I have the following inverse laplace transformation:
$L^{-1} =\frac{s}{(s-3)(s-4)(s-12)}$
After looking at the laplace transformations the closest I've found is:
$\frac{ae^{at}-be^{bt}}{a-b} = \frac{s}{(s-a)(s-b)}$
I've been working out a solution for having three variables, but I cant seem to get the correct solution.
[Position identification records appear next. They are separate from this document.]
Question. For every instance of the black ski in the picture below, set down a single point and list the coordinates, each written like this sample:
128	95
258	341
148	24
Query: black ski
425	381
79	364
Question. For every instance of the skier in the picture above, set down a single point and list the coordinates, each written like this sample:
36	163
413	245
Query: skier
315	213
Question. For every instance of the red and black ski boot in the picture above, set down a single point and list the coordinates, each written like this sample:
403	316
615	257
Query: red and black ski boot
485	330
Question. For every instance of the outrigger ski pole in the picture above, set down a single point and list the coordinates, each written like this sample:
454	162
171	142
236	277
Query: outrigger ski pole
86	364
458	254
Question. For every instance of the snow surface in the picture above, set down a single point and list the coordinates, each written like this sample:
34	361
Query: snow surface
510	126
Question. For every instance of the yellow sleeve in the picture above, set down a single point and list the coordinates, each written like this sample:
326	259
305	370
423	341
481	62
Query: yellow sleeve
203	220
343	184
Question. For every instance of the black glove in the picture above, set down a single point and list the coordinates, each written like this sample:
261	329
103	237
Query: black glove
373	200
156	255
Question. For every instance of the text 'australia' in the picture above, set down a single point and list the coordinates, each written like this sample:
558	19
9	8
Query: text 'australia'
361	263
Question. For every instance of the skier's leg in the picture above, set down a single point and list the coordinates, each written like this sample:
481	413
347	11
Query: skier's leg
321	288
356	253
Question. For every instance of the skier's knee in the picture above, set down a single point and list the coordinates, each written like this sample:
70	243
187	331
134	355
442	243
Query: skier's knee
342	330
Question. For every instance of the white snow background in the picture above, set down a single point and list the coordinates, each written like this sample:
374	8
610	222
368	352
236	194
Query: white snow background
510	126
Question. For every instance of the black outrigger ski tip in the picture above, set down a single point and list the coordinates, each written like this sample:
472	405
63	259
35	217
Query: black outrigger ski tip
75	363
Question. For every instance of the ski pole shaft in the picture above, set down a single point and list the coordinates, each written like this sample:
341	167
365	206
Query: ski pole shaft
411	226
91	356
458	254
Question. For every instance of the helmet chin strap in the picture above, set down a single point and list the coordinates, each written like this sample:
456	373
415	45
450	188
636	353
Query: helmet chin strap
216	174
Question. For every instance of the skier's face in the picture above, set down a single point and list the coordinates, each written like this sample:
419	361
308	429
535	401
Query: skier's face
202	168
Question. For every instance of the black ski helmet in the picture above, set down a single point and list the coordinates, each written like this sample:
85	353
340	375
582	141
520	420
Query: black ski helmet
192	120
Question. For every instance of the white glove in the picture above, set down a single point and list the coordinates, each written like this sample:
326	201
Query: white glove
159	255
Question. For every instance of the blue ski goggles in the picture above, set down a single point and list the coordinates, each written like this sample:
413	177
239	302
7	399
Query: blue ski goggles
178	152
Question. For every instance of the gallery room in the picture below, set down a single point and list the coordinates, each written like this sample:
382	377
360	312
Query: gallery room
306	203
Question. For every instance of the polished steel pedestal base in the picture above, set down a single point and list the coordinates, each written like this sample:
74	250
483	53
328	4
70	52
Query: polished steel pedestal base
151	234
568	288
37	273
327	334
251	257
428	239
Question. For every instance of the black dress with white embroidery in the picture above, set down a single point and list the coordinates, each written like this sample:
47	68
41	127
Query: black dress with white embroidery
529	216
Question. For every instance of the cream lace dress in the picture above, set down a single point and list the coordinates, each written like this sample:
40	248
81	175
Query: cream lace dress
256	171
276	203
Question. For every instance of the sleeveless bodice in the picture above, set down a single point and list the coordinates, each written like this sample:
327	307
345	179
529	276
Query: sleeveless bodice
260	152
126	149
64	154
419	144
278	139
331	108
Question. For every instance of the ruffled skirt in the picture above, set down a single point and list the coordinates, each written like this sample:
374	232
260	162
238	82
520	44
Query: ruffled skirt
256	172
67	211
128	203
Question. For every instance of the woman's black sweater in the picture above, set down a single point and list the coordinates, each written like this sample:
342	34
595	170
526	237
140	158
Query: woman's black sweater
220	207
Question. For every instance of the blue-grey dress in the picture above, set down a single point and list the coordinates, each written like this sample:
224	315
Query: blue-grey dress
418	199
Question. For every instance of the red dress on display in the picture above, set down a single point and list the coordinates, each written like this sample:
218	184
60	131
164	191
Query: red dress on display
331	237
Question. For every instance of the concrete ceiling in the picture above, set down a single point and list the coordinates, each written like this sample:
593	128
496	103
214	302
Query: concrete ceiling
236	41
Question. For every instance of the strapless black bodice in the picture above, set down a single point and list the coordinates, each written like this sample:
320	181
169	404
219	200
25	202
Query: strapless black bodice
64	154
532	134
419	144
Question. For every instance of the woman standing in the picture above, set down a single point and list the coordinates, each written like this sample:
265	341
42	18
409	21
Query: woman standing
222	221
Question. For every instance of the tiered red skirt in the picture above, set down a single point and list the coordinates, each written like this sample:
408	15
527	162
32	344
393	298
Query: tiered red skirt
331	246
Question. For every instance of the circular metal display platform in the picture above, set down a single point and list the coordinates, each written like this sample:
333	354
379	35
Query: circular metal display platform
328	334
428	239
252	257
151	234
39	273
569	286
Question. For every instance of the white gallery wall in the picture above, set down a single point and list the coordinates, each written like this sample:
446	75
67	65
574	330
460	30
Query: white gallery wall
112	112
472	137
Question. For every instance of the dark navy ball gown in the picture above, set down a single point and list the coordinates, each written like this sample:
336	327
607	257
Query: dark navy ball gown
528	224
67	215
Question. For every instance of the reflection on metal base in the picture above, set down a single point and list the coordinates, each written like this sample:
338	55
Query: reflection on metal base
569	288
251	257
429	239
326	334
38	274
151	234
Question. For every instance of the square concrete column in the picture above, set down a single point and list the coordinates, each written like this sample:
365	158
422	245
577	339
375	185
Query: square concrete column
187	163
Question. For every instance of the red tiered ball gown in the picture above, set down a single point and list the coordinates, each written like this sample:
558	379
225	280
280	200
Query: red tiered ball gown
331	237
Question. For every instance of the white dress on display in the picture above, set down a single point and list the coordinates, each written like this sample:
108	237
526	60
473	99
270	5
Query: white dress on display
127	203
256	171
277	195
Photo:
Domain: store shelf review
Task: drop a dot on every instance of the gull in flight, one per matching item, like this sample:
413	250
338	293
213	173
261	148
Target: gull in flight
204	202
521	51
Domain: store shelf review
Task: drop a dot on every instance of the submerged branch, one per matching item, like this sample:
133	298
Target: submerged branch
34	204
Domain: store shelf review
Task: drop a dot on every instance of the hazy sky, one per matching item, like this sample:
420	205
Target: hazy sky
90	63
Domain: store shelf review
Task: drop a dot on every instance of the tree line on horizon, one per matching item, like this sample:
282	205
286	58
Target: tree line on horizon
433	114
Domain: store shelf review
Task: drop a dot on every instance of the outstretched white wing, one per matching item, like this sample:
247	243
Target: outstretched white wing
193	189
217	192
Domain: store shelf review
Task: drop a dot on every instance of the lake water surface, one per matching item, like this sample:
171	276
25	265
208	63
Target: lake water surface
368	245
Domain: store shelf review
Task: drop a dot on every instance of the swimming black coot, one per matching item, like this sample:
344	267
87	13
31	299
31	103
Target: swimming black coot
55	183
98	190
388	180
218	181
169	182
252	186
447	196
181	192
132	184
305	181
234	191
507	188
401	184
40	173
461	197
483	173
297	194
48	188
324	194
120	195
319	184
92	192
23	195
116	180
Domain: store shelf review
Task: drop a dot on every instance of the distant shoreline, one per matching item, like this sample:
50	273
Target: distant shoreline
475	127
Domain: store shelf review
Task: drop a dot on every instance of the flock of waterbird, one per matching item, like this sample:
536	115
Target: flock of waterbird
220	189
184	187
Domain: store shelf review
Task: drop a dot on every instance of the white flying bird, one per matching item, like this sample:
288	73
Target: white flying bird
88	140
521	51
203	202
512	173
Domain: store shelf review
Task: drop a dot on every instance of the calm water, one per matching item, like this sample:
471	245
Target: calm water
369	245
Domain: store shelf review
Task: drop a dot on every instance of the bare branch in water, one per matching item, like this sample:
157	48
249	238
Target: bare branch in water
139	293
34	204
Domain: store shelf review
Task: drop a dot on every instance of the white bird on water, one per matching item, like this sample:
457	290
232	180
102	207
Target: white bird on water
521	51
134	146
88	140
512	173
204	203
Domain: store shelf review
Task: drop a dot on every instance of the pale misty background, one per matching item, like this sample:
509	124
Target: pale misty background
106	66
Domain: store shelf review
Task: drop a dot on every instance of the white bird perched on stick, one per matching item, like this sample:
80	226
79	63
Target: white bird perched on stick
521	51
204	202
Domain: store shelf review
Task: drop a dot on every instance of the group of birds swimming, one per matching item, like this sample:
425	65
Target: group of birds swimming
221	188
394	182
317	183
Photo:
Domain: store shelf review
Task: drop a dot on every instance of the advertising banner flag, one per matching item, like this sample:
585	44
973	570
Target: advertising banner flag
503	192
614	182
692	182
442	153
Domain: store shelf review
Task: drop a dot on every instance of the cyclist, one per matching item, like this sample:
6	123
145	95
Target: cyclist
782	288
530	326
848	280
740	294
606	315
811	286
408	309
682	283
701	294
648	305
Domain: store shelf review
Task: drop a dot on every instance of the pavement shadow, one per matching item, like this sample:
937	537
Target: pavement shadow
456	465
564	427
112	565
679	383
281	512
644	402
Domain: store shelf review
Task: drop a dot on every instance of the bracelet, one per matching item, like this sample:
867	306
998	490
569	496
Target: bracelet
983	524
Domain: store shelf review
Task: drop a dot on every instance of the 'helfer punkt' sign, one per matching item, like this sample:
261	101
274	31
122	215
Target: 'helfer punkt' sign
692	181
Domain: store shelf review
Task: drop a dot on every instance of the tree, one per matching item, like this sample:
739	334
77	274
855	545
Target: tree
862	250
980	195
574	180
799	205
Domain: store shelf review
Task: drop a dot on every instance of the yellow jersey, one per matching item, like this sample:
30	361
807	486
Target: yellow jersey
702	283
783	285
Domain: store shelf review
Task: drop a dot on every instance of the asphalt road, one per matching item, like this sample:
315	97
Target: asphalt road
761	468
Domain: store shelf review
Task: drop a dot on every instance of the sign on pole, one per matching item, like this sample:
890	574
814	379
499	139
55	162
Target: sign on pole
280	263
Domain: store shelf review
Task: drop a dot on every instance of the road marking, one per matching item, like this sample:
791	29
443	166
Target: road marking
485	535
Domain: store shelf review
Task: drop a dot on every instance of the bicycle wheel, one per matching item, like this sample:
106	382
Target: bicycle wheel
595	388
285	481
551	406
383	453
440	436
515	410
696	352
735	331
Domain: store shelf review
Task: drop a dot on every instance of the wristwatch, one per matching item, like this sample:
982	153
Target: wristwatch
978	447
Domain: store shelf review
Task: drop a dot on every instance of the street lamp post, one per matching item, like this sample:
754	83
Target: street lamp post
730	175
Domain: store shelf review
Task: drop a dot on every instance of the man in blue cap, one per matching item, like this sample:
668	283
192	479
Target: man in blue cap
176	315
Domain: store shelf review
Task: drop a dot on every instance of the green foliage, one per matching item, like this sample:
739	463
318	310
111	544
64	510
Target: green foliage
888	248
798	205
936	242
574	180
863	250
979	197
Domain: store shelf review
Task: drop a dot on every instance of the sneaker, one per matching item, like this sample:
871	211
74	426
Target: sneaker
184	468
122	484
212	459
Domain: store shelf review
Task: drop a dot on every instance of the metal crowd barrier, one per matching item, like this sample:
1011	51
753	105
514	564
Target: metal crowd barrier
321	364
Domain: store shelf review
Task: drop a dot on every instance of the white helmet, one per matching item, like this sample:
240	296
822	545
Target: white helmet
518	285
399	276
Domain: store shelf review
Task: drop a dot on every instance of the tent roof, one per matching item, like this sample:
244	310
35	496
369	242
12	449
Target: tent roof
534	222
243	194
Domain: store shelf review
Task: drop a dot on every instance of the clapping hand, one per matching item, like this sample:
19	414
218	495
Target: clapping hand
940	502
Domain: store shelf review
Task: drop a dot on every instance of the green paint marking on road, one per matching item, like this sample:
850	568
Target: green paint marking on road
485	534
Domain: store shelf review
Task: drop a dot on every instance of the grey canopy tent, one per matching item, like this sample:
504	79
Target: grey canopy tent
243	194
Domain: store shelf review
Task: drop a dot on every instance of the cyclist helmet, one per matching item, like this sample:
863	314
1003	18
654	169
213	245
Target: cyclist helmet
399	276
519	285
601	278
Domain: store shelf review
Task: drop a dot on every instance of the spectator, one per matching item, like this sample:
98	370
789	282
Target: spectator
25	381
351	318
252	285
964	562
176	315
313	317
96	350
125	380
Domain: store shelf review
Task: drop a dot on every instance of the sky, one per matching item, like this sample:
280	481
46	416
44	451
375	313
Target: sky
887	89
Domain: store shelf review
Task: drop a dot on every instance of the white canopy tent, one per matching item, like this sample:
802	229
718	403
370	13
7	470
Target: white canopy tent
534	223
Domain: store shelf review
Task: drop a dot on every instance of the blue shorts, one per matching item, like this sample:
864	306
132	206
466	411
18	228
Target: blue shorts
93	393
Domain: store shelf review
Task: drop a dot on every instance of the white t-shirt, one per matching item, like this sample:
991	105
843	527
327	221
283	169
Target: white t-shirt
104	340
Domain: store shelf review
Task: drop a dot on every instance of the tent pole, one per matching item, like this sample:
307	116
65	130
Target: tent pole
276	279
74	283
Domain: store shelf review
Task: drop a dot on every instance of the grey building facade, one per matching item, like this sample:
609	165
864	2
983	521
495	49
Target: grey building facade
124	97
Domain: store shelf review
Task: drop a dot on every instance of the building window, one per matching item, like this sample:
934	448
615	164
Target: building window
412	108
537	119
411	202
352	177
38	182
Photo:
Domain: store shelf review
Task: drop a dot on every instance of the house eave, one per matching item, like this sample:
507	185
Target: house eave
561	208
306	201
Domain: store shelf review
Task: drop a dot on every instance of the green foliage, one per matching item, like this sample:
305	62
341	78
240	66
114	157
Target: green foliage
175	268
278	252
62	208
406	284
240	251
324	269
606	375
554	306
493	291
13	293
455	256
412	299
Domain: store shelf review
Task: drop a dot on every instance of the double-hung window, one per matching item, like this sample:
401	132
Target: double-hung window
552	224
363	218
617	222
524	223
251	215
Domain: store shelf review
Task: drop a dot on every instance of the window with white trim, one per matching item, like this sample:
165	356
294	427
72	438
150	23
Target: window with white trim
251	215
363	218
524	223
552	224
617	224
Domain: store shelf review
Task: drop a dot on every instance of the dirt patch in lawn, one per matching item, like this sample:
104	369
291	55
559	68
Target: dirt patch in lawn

Is there an identity for this type of transformation?
On
Using partial-fraction expansion, we have
$$ \frac{s}{(s-3)(s-4)(s-12)} = \frac{A}{(s-3)} + \frac{B}{(s-4)} + \frac{C}{(s-12)} $$
where $A, B$ and $C$ are obtained as follows: $$ \begin{align} A &= \frac{s}{(s-4)(s-12)} \Big|_{s=3} = \frac{1}{3}, \\ B &= \frac{s}{(s-3)(s-12)} \Big|_{s=4} = -\frac{1}{2}, \\ C &= \frac{s}{(s-3)(s-4)} \Big|_{s=12} = \frac{1}{6}. \\ \end{align} $$ As a result, we get $$ \frac{s}{(s-3)(s-4)(s-12)} = \frac{1}{3(s-3)} - \frac{1}{2(s-4)} + \frac{1}{6(s-12)} $$
Now, it is straightforward to use the Laplace inverse table, specifically, $\mathscr{L}^{-1} \left[ \frac{1}{s+a} \right] = e^{-at}u(t)$, so we get
$$ \begin{align} \mathscr{L}^{-1}\left[ \frac{s}{(s-3)(s-4)(s-12)} \right] &= \mathscr{L}^{-1}\left[ \frac{1}{3(s-3)} \right] - \mathscr{L}^{-1}\left[ \frac{1}{2(s-4)} \right] + \mathscr{L}^{1}\left[ \frac{1}{6(s-12)} \right] \\ &= \frac{1}{3} \mathscr{L}^{1}\left[ \frac{1}{(s-3)} \right] - \frac{1}{2}\mathscr{L}^{1}\left[ \frac{1}{(s-4)} \right] + \frac{1}{6}\mathscr{L}^{1}\left[ \frac{1}{(s-12)} \right] \\ &= \frac{1}{3} e^{3t} - \frac{1}{2} e^{4t} + \frac{1}{6} e^{12t} \end{align} $$
$$\dfrac{s}{(s-3)(s-4)(s-12)} = -\dfrac{1}{2 (s-4)}+\dfrac{1}{3 (s-3)}+\dfrac{1}{6 (s-12)}$$
$$L^{-1} \bigg (\dfrac{s}{(s-3)(s-4)(s-12)}\bigg) =(-1/2) e^{4t} +(1/3) e^{3t} + (1/6) e^{12t}$$